Według mnie zdecydowanie przewyższa "Chappie-go", szczególnie polecam miłośnikom S-F (jeśli któryś nie widział, ale wątpię w to). Zaryzykowałbym nawet słowo: "arcydzieło S-F".
https://www.filmweb.pl/film/Dystrykt+9-2009-464478
Zaskoczył mnie całkowicie, bardzo mi się spodobał, zmusza do myślenia, a w dodatku wybitnie otwarte zakończenie aż prosi się o kontynuację; mam nadzieję że wreszcie będzie i nie ustąpi jakością pierwowzorowi. Jeśli tak, to ważne by właśnie Neil Blomkamp to kontynuował... jednak coś długo cisza o tym, a dziesiąty rok upływa.

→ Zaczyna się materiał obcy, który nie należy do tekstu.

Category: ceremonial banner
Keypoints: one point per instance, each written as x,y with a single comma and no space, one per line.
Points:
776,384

Rzadko spotykana w kinie paradokumentalna maniera realizacji filmu początkowo mnie wkurzała, ale później okazało się że bardzo pasuje. Niekonwencjonalne jest podejście reżysera do tematu, a że to RPA, to rasizm jest w filmie mocno obecny (ale "podludźmi"

Zdarzają się prawdziwe perełki humoru, a efekty specjalne są widowiskowe i na wysokim poziomie - mimo że spotyka się określenie "film niskobudżetowy" (30mln$ - zarobił ponad 200).